Astronomers discovered metal-rich galaxies hiding in early Webb observations

Astronomers inspecting an image of an early galaxy taken by James Webb have discovered something intriguing at the galaxy’s outer edge. That discovery appeared like a blob of light near the edge of the galaxy. However, upon closer inspection of the target area, which encompassed SPT0418-47, an early galaxy bent into an Einstein Ring by gravitational lensing, revealed a hidden metal-rich galaxy.

The hidden galaxy is believed to have hosted multiple generations of stars despite its young age, estimated to be only 1.4 billion years old. Bo Peng, a doctoral student in astronomy who led the new analysis, says that they found the galaxy to be “super-chemically abundant.” These “metal-rich galaxies” are exceptionally notable because of how much metal material is found within them.

The initial photos of this Einstein ring were shared by community members who uncovered the data for the observations in James Webb’s scientific collection back in 2022. Those photos were spectacular, but the hidden metal-rich galaxy didn’t come into focus until astronomers began to look back at the data. By looking at the data in a new way, astronomers were able to uncover even more about that region of space.

James Webb spots Einstein Ring

Additionally, Peng says that the James Webb space telescope is completely changing the way that astronomers view these systems. The telescope, which will have been in service for a year in July, is also opening new doors for how we study stars and galaxies that formed in the early days of our universe, Peng explained in a statement. The discovery of this hidden metal-rich galaxy is just more proof of that.

Earlier photos of the same Einstein ring taken by the Atacama Large Millimeter/submillimeter Array (ALMA) in Chile show similar data.

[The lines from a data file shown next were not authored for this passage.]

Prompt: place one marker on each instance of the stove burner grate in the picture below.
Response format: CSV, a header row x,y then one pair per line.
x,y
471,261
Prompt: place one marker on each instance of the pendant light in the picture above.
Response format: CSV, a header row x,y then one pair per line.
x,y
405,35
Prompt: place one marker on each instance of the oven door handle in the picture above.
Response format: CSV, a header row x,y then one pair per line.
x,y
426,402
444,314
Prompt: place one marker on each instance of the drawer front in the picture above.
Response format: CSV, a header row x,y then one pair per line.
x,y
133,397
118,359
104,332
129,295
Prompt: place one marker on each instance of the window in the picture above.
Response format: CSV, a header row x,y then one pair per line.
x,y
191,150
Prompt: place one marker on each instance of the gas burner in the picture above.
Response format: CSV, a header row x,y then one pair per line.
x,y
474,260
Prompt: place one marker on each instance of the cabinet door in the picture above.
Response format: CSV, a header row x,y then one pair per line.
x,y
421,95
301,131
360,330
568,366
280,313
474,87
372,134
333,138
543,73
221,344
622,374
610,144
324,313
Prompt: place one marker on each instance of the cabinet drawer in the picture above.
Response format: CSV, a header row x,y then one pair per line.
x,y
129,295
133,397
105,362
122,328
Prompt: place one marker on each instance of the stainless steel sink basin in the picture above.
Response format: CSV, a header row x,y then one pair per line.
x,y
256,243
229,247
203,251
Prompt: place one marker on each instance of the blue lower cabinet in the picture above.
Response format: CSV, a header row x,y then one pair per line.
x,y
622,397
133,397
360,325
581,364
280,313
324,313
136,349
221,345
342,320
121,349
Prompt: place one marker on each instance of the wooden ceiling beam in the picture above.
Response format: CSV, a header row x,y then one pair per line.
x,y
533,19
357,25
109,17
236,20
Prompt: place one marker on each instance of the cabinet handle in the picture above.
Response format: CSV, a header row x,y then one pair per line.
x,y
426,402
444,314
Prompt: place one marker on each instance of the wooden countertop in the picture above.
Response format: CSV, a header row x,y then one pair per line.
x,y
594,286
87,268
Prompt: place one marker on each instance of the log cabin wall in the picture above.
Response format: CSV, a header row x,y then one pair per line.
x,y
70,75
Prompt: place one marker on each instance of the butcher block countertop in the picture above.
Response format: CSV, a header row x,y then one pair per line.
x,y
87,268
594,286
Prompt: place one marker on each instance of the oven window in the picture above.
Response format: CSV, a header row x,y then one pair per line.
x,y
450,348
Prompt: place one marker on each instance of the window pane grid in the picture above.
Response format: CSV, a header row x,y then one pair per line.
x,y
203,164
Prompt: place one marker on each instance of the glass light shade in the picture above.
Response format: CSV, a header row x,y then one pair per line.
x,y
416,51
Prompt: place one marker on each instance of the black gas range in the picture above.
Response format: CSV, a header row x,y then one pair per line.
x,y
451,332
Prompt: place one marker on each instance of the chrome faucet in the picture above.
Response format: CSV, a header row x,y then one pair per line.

However, that data wasn’t strong enough to be taken as anything other than random noise, at least not until James Webb provided more information to help astronomers formulate exactly what they were looking at.

Together, the information from both telescopes helps to paint a complete picture of the metal-rich galaxy that astronomers believe is hiding behind the ring. A paper on the findings was published in The Astrophysical Letters Journal, showcasing how astronomers discovered the new galaxy.